Could Russia be conquered in winter?

Valeriy Melnikov/Sputnik
Warfare and military hardware have changed so much that even a harsh winter, Russia’s traditional protection, no longer constitutes an obstacle to an enemy. At the same time, the Russian armed forces are not short of ways of replacing the “winter factor”.

History demonstrates that one of the key problems for any occupying force in Russia is winter. It is what the Poles came up against in 1610, as well as Napoleon in 1812 and Hitler in 1941. But the 21st century and modern warfare have attenuated the “Russian winter” factor.

In 2019 the leading world powers are in possession of completely different offensive systems, which no country that Russia has ever fought against has previously had - high-precision armaments and nuclear weapons.

Scenario 1: Non-nuclear war with high-precision systems

“From an enemy’s point of view, the new weapons practically nullify the “Russian winter” problem,” according to TASS military analyst Viktor Litovkin.

In his view, any modern-day military conflict between Russia and an aggressor would principally be conducted for control of the skies and space and for command of the sea, since it is from these directions that missiles and high-precision bombs will be raining down on people’s heads.

“Battles on the ground, in turn, would be conducted for the control of strategically-important targets and locations after the missiles and bombs have eliminated the overwhelming majority of threats. These strategically-important targets include major cities (Moscow, St Petersburg, etc.) and also bridges, water channels, airfields, radar stations etc.,” the military expert added. 

You also have to consider that Russian territory extends over 17 million sq km, and control of these locations and any other lines of communication will be the key to control of the country as a whole. 

“But even if a potential aggressor manages to seize these hubs, he would be well advised to prepare for many years of bloody guerrilla warfare or urban battles in the style of the Battle of Stalingrad in which small Soviet and German units battled for every residential building and street,” the analyst concluded.

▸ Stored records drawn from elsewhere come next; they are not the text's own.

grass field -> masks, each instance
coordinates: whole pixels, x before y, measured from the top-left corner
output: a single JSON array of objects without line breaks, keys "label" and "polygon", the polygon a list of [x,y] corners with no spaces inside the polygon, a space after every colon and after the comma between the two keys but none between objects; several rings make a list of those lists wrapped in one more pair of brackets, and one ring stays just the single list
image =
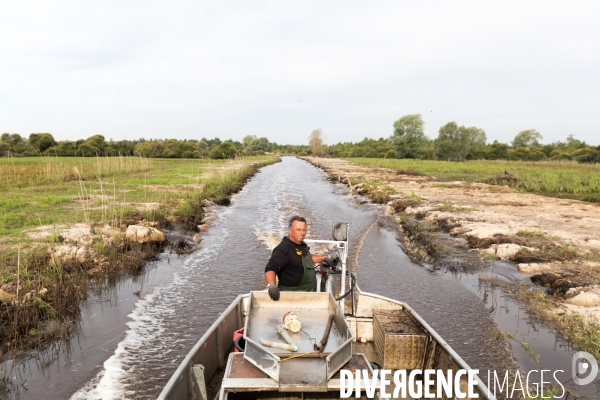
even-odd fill
[{"label": "grass field", "polygon": [[527,193],[600,202],[600,164],[579,164],[572,161],[449,162],[382,158],[344,160],[409,174],[434,176],[441,181],[508,185]]},{"label": "grass field", "polygon": [[274,160],[0,158],[0,236],[23,238],[40,225],[118,224],[131,212],[165,216],[191,196],[222,201],[247,168]]},{"label": "grass field", "polygon": [[[130,224],[172,222],[198,230],[205,200],[227,204],[258,167],[278,160],[0,158],[0,358],[68,337],[90,276],[135,270],[161,251],[122,234],[103,238],[104,225],[121,233]],[[76,223],[93,235],[86,245],[93,258],[57,261],[51,254],[65,240],[59,231]],[[38,227],[45,233],[32,236]]]}]

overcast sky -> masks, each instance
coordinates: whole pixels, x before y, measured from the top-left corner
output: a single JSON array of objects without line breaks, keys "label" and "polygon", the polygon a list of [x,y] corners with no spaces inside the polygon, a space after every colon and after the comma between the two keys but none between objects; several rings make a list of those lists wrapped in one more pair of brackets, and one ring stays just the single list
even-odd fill
[{"label": "overcast sky", "polygon": [[3,1],[0,132],[600,144],[598,1]]}]

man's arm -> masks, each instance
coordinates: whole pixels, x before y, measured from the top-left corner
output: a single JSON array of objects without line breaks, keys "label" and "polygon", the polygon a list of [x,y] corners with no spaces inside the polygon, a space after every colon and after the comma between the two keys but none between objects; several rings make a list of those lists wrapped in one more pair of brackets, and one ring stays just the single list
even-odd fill
[{"label": "man's arm", "polygon": [[310,257],[312,258],[315,264],[318,264],[325,259],[325,256],[318,256],[316,254],[311,254]]},{"label": "man's arm", "polygon": [[279,300],[279,288],[276,285],[276,277],[275,271],[266,271],[265,279],[267,281],[267,291],[269,292],[269,297],[273,301]]},{"label": "man's arm", "polygon": [[279,288],[277,287],[277,273],[280,272],[287,264],[286,255],[279,249],[275,248],[271,254],[271,258],[265,267],[265,280],[267,281],[269,297],[272,300],[279,300]]},{"label": "man's arm", "polygon": [[265,280],[267,281],[267,285],[275,285],[277,283],[276,277],[277,275],[275,275],[275,271],[265,272]]}]

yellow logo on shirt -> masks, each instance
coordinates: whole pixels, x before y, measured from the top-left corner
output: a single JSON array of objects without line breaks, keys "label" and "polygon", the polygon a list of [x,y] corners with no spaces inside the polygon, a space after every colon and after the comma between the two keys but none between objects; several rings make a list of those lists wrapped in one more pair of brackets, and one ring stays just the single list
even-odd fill
[{"label": "yellow logo on shirt", "polygon": [[296,249],[296,254],[298,254],[299,256],[302,256],[302,250]]}]

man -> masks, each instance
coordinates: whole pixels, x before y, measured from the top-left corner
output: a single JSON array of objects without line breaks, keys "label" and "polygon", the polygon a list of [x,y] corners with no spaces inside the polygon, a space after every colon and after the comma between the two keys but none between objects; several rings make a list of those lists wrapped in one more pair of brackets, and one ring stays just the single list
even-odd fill
[{"label": "man", "polygon": [[[315,264],[322,261],[333,264],[327,257],[310,254],[310,247],[304,243],[306,237],[306,220],[294,215],[288,224],[288,236],[271,254],[265,267],[269,296],[279,300],[279,291],[315,292],[317,277]],[[279,278],[279,285],[275,277]]]}]

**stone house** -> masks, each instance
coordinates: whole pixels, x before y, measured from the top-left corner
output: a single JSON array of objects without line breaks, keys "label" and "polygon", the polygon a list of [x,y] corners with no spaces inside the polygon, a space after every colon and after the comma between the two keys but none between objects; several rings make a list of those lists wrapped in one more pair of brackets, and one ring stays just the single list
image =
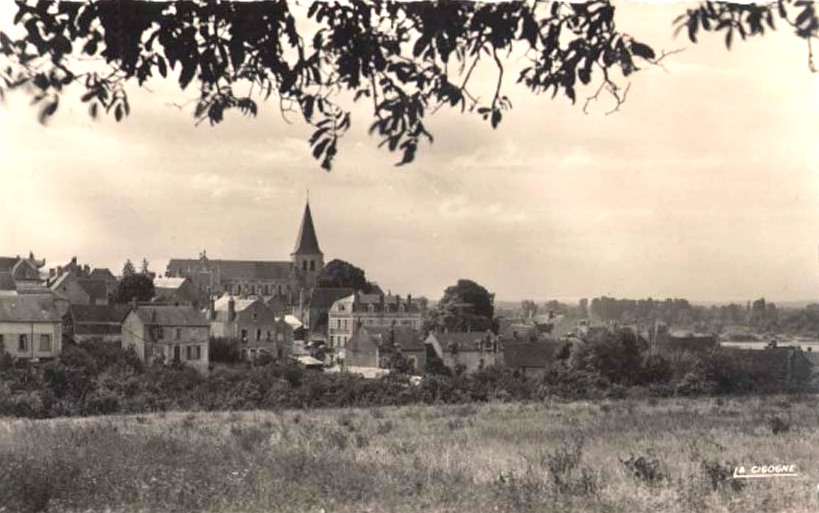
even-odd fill
[{"label": "stone house", "polygon": [[424,342],[451,369],[462,366],[465,372],[473,372],[503,362],[498,339],[491,331],[430,333]]},{"label": "stone house", "polygon": [[154,303],[200,308],[207,301],[189,278],[154,278]]},{"label": "stone house", "polygon": [[62,332],[54,296],[0,295],[0,353],[35,361],[56,358]]},{"label": "stone house", "polygon": [[122,323],[129,305],[71,305],[63,316],[65,338],[77,344],[105,342],[122,345]]},{"label": "stone house", "polygon": [[108,284],[88,278],[83,271],[63,272],[50,282],[49,288],[72,305],[107,305],[110,300]]},{"label": "stone house", "polygon": [[408,327],[360,326],[347,342],[344,366],[348,369],[388,369],[396,353],[401,353],[409,361],[413,371],[424,372],[426,369],[426,346],[418,331]]},{"label": "stone house", "polygon": [[356,292],[333,303],[327,313],[330,347],[343,353],[358,326],[421,329],[421,305],[412,296]]},{"label": "stone house", "polygon": [[223,296],[208,308],[210,335],[236,340],[243,360],[267,354],[278,361],[293,350],[293,328],[261,299]]},{"label": "stone house", "polygon": [[558,344],[554,340],[514,341],[503,343],[503,365],[528,376],[542,376],[555,361]]},{"label": "stone house", "polygon": [[181,362],[207,372],[209,340],[208,319],[189,306],[132,305],[122,323],[122,348],[149,365]]}]

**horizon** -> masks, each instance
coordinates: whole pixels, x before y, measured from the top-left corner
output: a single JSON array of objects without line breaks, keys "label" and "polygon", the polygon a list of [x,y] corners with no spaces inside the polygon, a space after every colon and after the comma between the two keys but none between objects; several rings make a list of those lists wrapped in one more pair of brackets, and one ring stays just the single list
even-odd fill
[{"label": "horizon", "polygon": [[[588,90],[572,106],[509,80],[514,108],[496,130],[442,110],[430,118],[435,143],[404,168],[366,135],[363,104],[327,173],[307,128],[275,102],[255,119],[195,127],[192,109],[173,105],[190,92],[150,80],[153,92],[129,88],[122,123],[92,121],[75,100],[41,126],[28,98],[9,93],[0,254],[77,256],[115,274],[145,257],[164,275],[168,260],[203,249],[288,260],[309,190],[325,262],[401,294],[437,300],[468,278],[499,301],[819,301],[819,76],[782,29],[731,51],[716,35],[673,38],[685,5],[617,5],[624,31],[658,51],[685,48],[668,72],[633,75],[620,111],[593,104],[586,115]],[[13,11],[0,7],[0,29]]]}]

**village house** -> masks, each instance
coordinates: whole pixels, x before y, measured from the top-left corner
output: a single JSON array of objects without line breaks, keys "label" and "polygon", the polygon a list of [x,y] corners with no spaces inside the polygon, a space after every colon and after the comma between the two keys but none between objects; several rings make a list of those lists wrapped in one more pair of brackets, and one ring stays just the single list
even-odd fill
[{"label": "village house", "polygon": [[719,345],[717,337],[708,334],[675,332],[665,324],[654,326],[652,348],[660,353],[691,352],[703,353],[716,349]]},{"label": "village house", "polygon": [[400,353],[413,372],[426,369],[426,346],[417,330],[408,327],[358,327],[344,350],[344,367],[389,369],[392,358]]},{"label": "village house", "polygon": [[122,323],[129,305],[71,305],[63,316],[63,333],[76,344],[122,345]]},{"label": "village house", "polygon": [[473,372],[503,362],[498,340],[491,331],[430,333],[424,341],[441,362],[451,368]]},{"label": "village house", "polygon": [[153,303],[204,307],[208,296],[196,288],[190,278],[154,278]]},{"label": "village house", "polygon": [[356,292],[333,303],[327,313],[327,336],[333,349],[343,350],[356,327],[421,329],[423,312],[412,296]]},{"label": "village house", "polygon": [[68,271],[59,275],[49,288],[68,299],[72,305],[107,305],[108,284],[87,277],[84,271]]},{"label": "village house", "polygon": [[122,324],[122,348],[133,348],[149,365],[181,362],[208,370],[210,323],[189,306],[132,305]]},{"label": "village house", "polygon": [[558,344],[554,340],[513,341],[503,344],[503,365],[527,376],[542,376],[555,361]]},{"label": "village house", "polygon": [[280,296],[288,305],[297,305],[299,298],[315,287],[324,268],[309,203],[290,257],[285,261],[217,260],[203,251],[198,259],[172,259],[165,276],[187,277],[206,295]]},{"label": "village house", "polygon": [[261,299],[223,296],[208,308],[210,335],[236,340],[243,360],[266,354],[278,361],[293,350],[293,328]]},{"label": "village house", "polygon": [[300,305],[298,316],[304,322],[305,327],[315,335],[327,335],[328,313],[333,303],[354,293],[355,290],[350,287],[317,287]]},{"label": "village house", "polygon": [[39,285],[43,282],[40,269],[45,259],[34,258],[29,252],[28,258],[0,257],[0,290],[17,290],[21,285]]},{"label": "village house", "polygon": [[15,359],[55,358],[62,349],[62,319],[54,297],[0,295],[0,353]]}]

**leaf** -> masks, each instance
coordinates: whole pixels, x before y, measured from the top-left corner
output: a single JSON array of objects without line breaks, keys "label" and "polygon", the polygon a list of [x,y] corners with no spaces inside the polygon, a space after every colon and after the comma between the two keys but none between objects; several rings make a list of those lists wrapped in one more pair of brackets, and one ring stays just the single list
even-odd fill
[{"label": "leaf", "polygon": [[657,56],[650,46],[640,43],[639,41],[633,41],[631,43],[631,53],[646,60],[654,59]]},{"label": "leaf", "polygon": [[324,153],[324,148],[326,148],[327,144],[329,144],[329,143],[330,143],[330,138],[328,137],[326,139],[322,139],[321,141],[319,141],[318,144],[313,146],[313,157],[314,158],[319,158],[319,156],[322,153]]},{"label": "leaf", "polygon": [[168,65],[165,64],[165,59],[163,59],[162,57],[157,57],[156,66],[157,68],[159,68],[159,74],[162,75],[162,78],[168,76]]},{"label": "leaf", "polygon": [[193,80],[193,75],[196,73],[196,61],[188,58],[182,63],[182,73],[179,74],[179,85],[182,89],[188,87],[188,84]]},{"label": "leaf", "polygon": [[91,107],[88,109],[88,113],[91,114],[92,119],[97,119],[97,112],[99,110],[99,104],[94,102],[91,104]]},{"label": "leaf", "polygon": [[694,16],[688,18],[688,39],[692,43],[697,42],[697,18]]},{"label": "leaf", "polygon": [[54,115],[55,112],[57,112],[57,104],[58,103],[59,103],[59,96],[56,96],[56,97],[54,97],[54,101],[49,102],[48,104],[46,104],[46,106],[43,108],[43,110],[40,111],[40,116],[39,116],[40,124],[45,125],[46,121],[48,121],[48,118],[50,118],[51,116]]},{"label": "leaf", "polygon": [[501,122],[501,111],[500,109],[493,109],[492,110],[492,128],[497,128],[498,124]]},{"label": "leaf", "polygon": [[116,118],[117,123],[122,121],[122,105],[119,103],[114,107],[114,118]]}]

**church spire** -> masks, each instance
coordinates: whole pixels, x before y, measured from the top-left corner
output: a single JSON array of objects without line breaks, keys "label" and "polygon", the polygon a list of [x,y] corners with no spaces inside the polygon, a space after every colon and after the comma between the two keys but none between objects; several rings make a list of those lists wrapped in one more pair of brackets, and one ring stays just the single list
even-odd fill
[{"label": "church spire", "polygon": [[296,239],[296,249],[293,255],[321,255],[316,229],[313,227],[313,215],[310,213],[310,200],[304,207],[304,216],[301,219],[299,236]]}]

Scenario 2: War with the use of nuclear weapons

Russia’s military doctrine provides for the use of nuclear weapons as a means of last resort in the event that the country’s continued existence is threatened. This means that even if something went awry as regards Russia’s ability to defend itself by traditional means and without enduring great losses, it would in such a circumstance deploy its weapons of last resort.

“Such a war with Russia would not last long - just a couple of hours. It would lead to guaranteed mutual destruction since Moscow has nuclear weapons, and any potential aggressor who decided to attack Russia would likely have them too. After all, it is not going to be some country like Bangladesh or Nicaragua that decides to attack Moscow,” according to former Izvestiya military analyst Dmitry Safonov.

Experts agree that war with Russia in its “classic” form (with the deployment of troops and a large-scale offensive on several fronts) is a low probability today.

“War would follow either the “nuclear” scenario or take the form of economic warfare (sanctions, financing restrictions by the world’s banks etc.) and subversive operations inside the state (financing of terrorist groups and pro-Western political opposition forces within the country),” Safonov concluded.